USS CHIEF (AM-315)
The head or leader of a group.
AM - 315: dp. 890 l. 221'2" b. 32'2"dr. 10'9" s. 18 k. cpl. 105 a. 1 x 3"cl. Auk
“She operated with TF 95 around mine-infested Wonsan Harbor and was twice fired on by enemy shore batteries.”
Originally intended for Great Britain, HMS Alice (BAM-2) was launched 5 January 1943 by General Engineering and Dry Dock Co., Alameda, Calif.; renamed and reclassified Chief (AM-315), 23 January 1943; and commissioned 9 October 1943, Lieutenant Commander J. M. Wyckoff, USNR, in command.
Recommissioned, 28 February 1952 at Long Beach, Chief conducted training exercises off San Diego, until 7 July when she sailed for Sasebo, Japan, arriving 3 August. She operated with TF 95 around mine-infested Wonsan Harbor and was twice fired on by enemy shore batteries. She returned to Long Beach 5 February 1953 for local operations and training.
Her second Korean tour from 5 October 1953 to 2 June 1954 found her patrolling with TF 95 off both coasts of Korea to preserve the truce. She returned to west coast operations, and on 1 November 1954 was placed in commission in reserve.
Reclassified MSF-315 on 7 February 1955, she was placed out of commission in reserve 15 March 1955.
USS Chief received five battle stars for World War II service and two for Korean war service.
From: Dictionary of American Naval Fighting Ships
Footnote: “Friendly Fire Incident” August 15, 1952 - Operation “Flycatcher”
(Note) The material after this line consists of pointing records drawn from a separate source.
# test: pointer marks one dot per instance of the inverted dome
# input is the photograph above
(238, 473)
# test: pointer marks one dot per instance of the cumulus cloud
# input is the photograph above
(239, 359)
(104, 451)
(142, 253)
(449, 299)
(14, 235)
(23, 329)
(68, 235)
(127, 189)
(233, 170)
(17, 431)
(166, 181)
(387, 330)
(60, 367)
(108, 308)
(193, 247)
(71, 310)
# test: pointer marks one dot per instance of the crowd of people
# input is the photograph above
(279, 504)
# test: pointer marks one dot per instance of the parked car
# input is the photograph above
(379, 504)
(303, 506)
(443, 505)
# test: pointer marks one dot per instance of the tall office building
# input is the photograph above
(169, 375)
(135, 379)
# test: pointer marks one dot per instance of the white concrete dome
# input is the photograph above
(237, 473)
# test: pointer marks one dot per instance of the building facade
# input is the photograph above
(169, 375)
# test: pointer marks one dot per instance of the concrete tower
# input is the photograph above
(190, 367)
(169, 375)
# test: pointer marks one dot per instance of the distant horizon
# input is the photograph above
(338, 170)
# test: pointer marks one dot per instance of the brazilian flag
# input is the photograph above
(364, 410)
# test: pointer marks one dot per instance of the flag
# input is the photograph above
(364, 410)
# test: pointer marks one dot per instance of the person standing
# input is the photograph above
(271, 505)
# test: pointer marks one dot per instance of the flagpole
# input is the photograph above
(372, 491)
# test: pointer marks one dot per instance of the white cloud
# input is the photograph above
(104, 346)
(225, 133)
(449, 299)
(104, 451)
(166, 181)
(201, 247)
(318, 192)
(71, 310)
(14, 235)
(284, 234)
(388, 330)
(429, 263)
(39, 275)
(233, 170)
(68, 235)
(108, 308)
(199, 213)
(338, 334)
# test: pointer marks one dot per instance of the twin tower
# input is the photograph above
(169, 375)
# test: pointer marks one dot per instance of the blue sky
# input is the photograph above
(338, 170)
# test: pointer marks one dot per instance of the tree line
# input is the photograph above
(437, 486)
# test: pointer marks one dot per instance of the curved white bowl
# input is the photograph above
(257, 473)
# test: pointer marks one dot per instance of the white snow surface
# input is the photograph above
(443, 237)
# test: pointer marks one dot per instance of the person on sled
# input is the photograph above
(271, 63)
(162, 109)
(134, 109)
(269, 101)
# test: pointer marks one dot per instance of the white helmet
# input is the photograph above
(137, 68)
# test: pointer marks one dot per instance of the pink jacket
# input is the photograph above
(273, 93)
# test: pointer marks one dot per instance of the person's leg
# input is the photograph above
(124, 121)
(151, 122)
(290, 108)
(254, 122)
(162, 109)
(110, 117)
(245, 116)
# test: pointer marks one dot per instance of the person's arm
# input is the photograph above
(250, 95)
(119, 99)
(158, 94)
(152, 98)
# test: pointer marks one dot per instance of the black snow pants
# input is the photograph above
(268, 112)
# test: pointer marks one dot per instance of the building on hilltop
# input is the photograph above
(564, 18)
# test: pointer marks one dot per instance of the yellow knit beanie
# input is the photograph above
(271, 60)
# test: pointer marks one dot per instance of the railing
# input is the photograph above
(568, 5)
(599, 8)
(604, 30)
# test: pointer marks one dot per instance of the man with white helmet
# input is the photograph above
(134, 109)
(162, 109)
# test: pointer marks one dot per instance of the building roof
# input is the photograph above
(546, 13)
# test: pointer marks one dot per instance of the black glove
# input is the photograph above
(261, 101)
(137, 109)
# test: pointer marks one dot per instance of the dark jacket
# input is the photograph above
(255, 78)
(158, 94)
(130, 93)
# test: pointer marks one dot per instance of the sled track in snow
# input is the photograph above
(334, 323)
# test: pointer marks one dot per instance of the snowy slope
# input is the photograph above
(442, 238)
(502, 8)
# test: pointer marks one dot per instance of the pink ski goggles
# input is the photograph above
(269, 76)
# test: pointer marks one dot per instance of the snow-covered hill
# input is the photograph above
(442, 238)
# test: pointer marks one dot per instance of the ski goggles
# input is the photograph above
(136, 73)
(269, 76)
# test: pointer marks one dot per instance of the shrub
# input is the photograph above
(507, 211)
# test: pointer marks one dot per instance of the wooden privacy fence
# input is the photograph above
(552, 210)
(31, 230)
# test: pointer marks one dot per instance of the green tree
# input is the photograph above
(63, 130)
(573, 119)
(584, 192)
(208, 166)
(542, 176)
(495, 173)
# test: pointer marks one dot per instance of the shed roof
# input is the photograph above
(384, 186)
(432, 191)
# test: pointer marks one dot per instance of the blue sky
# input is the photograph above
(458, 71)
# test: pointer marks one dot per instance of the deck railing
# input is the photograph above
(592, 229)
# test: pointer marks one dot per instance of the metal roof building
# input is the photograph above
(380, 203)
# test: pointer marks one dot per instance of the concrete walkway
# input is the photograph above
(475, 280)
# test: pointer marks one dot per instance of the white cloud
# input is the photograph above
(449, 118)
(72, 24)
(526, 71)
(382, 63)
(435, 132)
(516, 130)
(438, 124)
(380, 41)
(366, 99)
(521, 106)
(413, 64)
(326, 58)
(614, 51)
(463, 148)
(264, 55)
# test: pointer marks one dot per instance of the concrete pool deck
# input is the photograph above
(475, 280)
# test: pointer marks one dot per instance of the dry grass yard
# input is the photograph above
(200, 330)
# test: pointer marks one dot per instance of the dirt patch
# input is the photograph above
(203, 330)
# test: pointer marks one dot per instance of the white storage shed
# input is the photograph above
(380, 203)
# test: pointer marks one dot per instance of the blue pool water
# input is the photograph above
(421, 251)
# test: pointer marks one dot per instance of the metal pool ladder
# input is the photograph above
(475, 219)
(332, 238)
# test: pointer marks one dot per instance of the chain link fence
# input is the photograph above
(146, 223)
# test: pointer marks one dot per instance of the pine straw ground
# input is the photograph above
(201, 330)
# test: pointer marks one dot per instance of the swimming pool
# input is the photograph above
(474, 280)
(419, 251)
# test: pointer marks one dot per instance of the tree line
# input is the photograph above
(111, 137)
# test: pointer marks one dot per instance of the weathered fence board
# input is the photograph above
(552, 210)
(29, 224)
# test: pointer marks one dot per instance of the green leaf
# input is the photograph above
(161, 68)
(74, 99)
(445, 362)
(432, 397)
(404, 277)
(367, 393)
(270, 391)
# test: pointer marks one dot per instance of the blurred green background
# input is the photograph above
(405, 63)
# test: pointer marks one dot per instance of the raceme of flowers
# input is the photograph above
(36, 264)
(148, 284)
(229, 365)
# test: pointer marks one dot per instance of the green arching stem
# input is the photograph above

USS CHIEF(AM-315), arrived in the Korean War Zone in August , 1952, joining the veteran ships of the Mine Division in their interdiction efforts in and around Wonsan Harbor. The Mine Division was comprised of AM and AMS type minesweepers, supported by larger Destroyer Minesweepers (DM and DMS) and the Salvage Squadron primarily operating Diver class ARS’s.
The primary task of these units during this period of the war was to sweep the harbors and channels of mines, to allow larger vessels access to these areas for Naval Gunfire Support.
They would typically sweep into the harbor, drawing fire from the concealed shore batteries, which were then subdued by the 5” guns of the DMS’s and other Destroyers. It took tremendous nerve to work under the guns of the hidden shore batteries, under direct fire, while a vicious counter-battery duel was erupting around them.
The other primary task of these ships was “flycatcher” patrol, in which they would engage enemy mine laying sampans, sinking or capturing as many as possible. It was during this period that SYMBOL (AM-123), operating with TOUCAN (AM-387), intercepted large numbers of communist sampans running food and supplies along the coast. The two ships shot up a total of 70 sampans while boat crews captured seven, taking 30 prisoners.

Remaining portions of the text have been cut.